Noch immer ist daher eine Grundnorm revolutionärer Politik, die sozialistische Ideologie zu verteidigen, lebendig zu entwickeln und die gegnerische Ideologie, in welcher Spielart auch immer, unerbittlich zu bekämpfen.

Noch immer gilt, dass die wissenschaftliche sozialistische Ideologie ihre führende Position nur erreichen {…} und „sie nur aufrechterhalten können (wird) durch unentwegten Kampf gegen alle anderen Ideologien.“ [7/100]«

[Ein modifizierter Auszug]

1/94 Vgl.

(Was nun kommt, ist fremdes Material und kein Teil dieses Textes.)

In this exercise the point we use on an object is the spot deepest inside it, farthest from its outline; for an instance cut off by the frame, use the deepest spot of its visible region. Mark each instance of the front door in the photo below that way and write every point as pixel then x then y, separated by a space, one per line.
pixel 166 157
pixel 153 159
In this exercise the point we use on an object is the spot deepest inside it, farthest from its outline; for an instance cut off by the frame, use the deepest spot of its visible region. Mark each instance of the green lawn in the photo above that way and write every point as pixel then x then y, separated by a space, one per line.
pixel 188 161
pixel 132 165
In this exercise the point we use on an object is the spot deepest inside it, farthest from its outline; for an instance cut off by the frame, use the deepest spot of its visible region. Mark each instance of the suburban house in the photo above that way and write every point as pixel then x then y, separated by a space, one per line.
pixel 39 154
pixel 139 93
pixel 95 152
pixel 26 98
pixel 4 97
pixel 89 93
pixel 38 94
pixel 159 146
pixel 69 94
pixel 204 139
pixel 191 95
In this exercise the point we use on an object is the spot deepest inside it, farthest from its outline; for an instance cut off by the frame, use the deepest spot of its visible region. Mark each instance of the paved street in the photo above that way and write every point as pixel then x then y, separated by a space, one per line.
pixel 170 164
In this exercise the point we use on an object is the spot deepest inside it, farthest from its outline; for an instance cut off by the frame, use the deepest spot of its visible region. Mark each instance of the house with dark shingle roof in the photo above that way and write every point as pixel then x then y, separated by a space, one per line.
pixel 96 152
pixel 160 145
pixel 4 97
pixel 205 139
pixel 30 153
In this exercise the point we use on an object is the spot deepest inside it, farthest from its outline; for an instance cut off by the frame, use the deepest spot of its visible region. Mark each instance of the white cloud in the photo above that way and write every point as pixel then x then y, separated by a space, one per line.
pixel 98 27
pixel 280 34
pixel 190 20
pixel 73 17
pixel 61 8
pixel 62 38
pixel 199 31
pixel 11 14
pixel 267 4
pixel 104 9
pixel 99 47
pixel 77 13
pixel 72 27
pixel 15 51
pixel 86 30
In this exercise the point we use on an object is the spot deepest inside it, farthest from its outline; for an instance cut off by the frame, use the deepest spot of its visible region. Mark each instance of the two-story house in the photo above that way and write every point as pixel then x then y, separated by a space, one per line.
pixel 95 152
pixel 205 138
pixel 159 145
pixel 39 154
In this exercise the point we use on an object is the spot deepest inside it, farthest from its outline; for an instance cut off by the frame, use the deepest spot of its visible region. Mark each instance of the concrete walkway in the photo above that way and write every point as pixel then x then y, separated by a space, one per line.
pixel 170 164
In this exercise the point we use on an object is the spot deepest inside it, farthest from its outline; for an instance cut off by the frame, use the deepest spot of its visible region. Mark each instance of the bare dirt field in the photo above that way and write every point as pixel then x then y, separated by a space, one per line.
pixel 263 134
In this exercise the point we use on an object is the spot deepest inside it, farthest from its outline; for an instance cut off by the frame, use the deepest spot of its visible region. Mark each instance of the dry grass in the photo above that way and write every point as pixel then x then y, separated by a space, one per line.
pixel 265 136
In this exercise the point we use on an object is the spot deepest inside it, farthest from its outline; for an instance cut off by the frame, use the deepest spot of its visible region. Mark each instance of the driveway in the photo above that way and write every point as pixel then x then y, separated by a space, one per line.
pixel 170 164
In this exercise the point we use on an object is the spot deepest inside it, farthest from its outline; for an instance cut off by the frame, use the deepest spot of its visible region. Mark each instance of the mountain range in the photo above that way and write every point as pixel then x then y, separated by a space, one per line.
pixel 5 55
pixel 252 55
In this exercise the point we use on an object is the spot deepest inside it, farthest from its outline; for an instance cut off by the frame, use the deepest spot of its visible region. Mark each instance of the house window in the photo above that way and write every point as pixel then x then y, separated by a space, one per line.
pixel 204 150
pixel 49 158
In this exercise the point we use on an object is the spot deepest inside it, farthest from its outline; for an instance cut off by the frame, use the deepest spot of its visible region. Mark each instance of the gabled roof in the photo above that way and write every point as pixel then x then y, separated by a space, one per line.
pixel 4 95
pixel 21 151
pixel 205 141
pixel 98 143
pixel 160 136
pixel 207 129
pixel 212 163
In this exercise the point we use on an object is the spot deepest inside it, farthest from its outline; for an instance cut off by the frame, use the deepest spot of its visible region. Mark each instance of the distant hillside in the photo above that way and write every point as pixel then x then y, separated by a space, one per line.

W. I. Lenin, Was tun?, in Werke, Bd. 5, S. 394f.

2/95 Ebenda, S. 395f.

3/96 Ebenda, S. 396.

4/97 Ebenda.

5/98 Ebenda.

6/99 Ebenda, S. 397.

7/100 Ebenda (Hervorhebung von O.F.)

Quelle: Philosophie der Revolution. VEB Deutscher Verlag der Wissenschaften, Berlin 1975. Autor: Otto Finger. Vgl.: 7.10. Sozialistische oder bürgerliche Ideologie, in: 7. Kapitel: Zur Herausbildung der Leninschen Etappe der nmaterialistisch-dialektischen Revolutionstheorie.